EL presidente de China desafía la tesis de Margaret Thatcher según la cual las dictaduras capitalistas conducen inexorablemente a la democracia porque la economía de mercado hace inviable la permanencia de un rígido sistema autoritario.
Xi Jinping acaba de convertirse en presidente vitalicio mediante una modificación constitucional tan rápida y sencilla en la Asamblea Nacional Popular que pareció una rutina. Con ella, su condición de jefe del Estado se equipara a la que ya tenía como jefe del partido y jefe de las Fuerzas Armadas, cargos de duración ilimitada. Además, la Constitución ha elevado su visión personal a la categoría de ideología de Estado, algo que sólo había conseguido Mao Zedong. Todo ello a remolque de la larga cruzada contra la corrupción que ha concentrado poderes descomunales en la cúpula gobernante mediante la purga de más de un millón y medio de funcionarios. Se han dictado ahora nuevas disposiciones que permitirán al Gobierno una vigilancia minuciosa de las vidas de todos los empleados públicos, incluidos los profesores de colegio. Para no hablar del control que ha tomado Jinping de las empresas privadas –además de las públicas– relacionadas con la tecnología y de las muchas formas de acotar la independencia de las compañías extranjeras que se están practicando, como esas campañas de denuncia pública que, bajo el manto de la defensa del consumidor, hacen poco respirable el ambiente para muchos capitales estadounidenses y europeos, según quejas constantes de CEOs occidentales.
No, el capitalismo chino de las últimas décadas no sólo no ha conducido a la democracia, sino que ha fortalecido el régimen autoritario y el Estado policial. La dictadura comunista de la URSS se fue erosionando en gran parte porque la infértil economía socialista impedía sostenerla y porque esa limitación impedía a Moscú competir en la carrera tecnológica con Estados Unidos (en todos los órdenes, el militar también). En China pasa lo contrario: la capacidad productiva del sistema –que, a pesar de estar altamente intervenido y limitado, puede ser llamado capitalista– pone en manos del partido un poder aún mayor del que tenía en décadas anteriores. Con un añadido: el caudillismo. Desde la muerte de Mao, el caudillismo y el culto de la personalidad del gobernante habían disminuido. Incluso bajo Deng Xiaoping, autor del tránsito al capitalismo chino, el poder presidencial estuvo limitado por el del partido y la burocracia. Ahora, el poder de Xi Jinping se empina por encima de ambos. En cierta forma, puede decirse, a lo Luis XIV, que el Estado es él.

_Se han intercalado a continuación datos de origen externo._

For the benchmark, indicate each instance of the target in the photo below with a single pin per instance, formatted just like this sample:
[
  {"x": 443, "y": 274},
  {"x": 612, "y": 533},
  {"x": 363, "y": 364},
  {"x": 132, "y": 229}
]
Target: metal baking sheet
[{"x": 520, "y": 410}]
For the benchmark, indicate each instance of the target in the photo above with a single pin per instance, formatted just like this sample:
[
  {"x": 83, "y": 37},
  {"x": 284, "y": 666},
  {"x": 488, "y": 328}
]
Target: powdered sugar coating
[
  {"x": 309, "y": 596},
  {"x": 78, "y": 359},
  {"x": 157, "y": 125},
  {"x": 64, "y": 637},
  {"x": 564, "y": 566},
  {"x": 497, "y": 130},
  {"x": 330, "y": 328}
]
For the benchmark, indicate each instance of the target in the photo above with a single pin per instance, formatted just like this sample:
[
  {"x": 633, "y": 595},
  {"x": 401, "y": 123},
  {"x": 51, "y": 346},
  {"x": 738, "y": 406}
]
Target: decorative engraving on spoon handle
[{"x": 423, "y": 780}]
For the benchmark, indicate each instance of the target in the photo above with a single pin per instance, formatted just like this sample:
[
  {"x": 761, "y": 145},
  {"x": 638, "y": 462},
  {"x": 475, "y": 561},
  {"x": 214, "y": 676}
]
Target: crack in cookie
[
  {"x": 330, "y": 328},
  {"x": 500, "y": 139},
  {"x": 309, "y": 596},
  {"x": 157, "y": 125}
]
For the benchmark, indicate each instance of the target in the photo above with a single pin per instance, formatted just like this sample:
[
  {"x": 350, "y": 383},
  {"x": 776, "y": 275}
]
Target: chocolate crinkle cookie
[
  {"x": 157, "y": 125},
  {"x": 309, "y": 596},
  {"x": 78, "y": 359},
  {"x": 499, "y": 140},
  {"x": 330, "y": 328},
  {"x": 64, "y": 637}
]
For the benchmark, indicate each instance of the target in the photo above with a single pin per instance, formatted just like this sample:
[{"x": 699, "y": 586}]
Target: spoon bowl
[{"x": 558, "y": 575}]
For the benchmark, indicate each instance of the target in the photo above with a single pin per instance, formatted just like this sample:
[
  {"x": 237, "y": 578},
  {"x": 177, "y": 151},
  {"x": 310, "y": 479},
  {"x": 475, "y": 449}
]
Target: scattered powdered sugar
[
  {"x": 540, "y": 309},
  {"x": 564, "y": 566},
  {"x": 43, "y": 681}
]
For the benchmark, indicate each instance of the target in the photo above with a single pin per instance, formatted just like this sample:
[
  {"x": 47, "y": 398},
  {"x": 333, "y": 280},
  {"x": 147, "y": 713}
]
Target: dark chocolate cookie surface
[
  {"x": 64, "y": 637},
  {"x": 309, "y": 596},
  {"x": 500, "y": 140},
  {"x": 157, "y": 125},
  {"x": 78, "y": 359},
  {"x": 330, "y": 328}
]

La tesis de Thatcher parecía comprobada con los casos de Taiwán y Corea del Sur, dictaduras capitalistas que se metamorfosearon en democracias (a diferencia de Singapur, otra mosca en la sopa de la tesis thatcheriana). Sin duda un sistema como la economía de mercado, que por definición descentraliza el poder en la sociedad, a la corta o a la larga choca con la dinámica altamente centralizada de una dictadura. Pero el caso chino parecería demostrar que la tesis tiene excepciones cuando la burocracia y el caudillo logran «graduar» el capitalismo de tal forma que no surjan poderes paralelos que puedan desafiar al Gobierno o clases medias ansiosas de un cambio político con capacidad real de presionar al Estado en esa dirección.
No sabemos si a la larga China será una democracia. Si lo es, quizá la tesis de Thatcher quedará tardíamente comprobada una vez más y en ese caso habrá que decir que, aunque el capitalismo siempre empuja a las dictaduras hacia la democracia, los tiempos varían mucho según el caso. Esto último podría ser, claro, puro wishfull thinking. Es decir, un cuento chino.